Un autre élément que j’aimerais souligner dans la parole de Dieu est la compassion ! Avant de nous engager, une première étape est nécessaire : la compassion ! On ne peut venir en aide à quelqu’un que dans la mesure où nous nous sommes d’abord laissés touchés, dans nos tripes, dans notre cœur par sa souffrance, comme le bon samaritain qui est pris de compassion. Nous avons chacun un cœur et Dieu nous invite à l’ouvrir, à se laisser toucher par la joie des autres pour nous réjouir avec eux, et par la souffrance des autres pour pleurer avec eux ! Une préface eucharistique dit que par pitié pour notre misère, Dieu s’est fait l’un de nous dans le corps d’une femme pour nous sauver !

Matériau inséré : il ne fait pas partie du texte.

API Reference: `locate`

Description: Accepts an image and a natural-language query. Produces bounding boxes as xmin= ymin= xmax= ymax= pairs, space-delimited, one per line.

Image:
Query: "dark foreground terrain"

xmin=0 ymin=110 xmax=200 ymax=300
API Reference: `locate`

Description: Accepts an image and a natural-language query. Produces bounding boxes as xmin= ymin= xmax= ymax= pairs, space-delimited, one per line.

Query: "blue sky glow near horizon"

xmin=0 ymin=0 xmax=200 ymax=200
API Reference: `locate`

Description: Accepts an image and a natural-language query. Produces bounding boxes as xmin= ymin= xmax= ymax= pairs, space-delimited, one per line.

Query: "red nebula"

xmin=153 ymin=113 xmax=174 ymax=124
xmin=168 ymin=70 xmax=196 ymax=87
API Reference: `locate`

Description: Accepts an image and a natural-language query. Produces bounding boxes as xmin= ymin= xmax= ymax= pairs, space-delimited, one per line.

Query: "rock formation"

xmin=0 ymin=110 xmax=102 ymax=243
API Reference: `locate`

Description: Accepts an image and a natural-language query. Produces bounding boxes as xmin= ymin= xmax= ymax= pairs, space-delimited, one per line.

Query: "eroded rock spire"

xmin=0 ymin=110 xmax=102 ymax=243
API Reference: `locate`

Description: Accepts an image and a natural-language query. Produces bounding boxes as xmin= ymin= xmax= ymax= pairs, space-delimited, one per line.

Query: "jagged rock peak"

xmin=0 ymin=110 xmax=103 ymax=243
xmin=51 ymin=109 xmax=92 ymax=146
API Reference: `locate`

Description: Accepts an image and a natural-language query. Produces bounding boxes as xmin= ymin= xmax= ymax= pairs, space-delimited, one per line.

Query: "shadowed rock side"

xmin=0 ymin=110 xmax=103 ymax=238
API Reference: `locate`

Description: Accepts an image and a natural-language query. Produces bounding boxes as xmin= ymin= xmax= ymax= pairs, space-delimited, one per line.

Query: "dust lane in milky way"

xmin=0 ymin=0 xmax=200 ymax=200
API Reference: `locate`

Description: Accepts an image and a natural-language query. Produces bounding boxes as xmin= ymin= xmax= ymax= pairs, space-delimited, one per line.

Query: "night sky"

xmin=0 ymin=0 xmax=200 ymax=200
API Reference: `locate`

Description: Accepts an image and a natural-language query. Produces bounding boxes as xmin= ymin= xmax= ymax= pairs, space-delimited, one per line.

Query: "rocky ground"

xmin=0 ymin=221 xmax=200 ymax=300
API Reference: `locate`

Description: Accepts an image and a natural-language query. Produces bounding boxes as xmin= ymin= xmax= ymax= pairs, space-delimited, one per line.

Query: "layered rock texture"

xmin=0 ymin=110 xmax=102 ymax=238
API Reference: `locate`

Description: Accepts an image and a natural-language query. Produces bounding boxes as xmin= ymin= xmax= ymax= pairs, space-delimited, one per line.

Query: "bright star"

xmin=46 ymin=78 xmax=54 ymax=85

Notre monde vit un déficit de compassion. Nous ne savons plus compatir, et sans cesse, même les psychologues nous disent que nous devons nous « protéger » ! Evidemment qu’il faut se protéger du mal et du Malin, de tout ce qui peut nous abimer, nous détruire. Mais nous ne pouvons pas nous protéger notre cœur pour l’empêcher de faire du bien. Un chrétien ne peut barricader ni blinder son cœur aux autres ! Le prophète Ezéchiel nous appelle à permettre à Dieu d’arracher notre cœur de pierre, insensible, pour nous donner un cœur de chair qui se laisse toucher, qui sait être affecté par la joie et la peine des autres. Nous sommes devenus des femmes et hommes trop cérébraux, très logiques et cartésiens au point d’oublier parfois que nous avons aussi un cœur capable d’aimer, de rire et de pleurer. C’est parce que le cœur de l’homme riche de l’évangile est fermé que ses yeux, ses mains et ses oreilles sont aussi fermés au point de ne plus voir ni entendre la souffrance du pauvre Lazare assis près de lui.
Seigneur, ouvre notre cœur, ouvre nos yeux, nos oreilles, nos mains aux joies et aux peines qui nous entourent. Amen.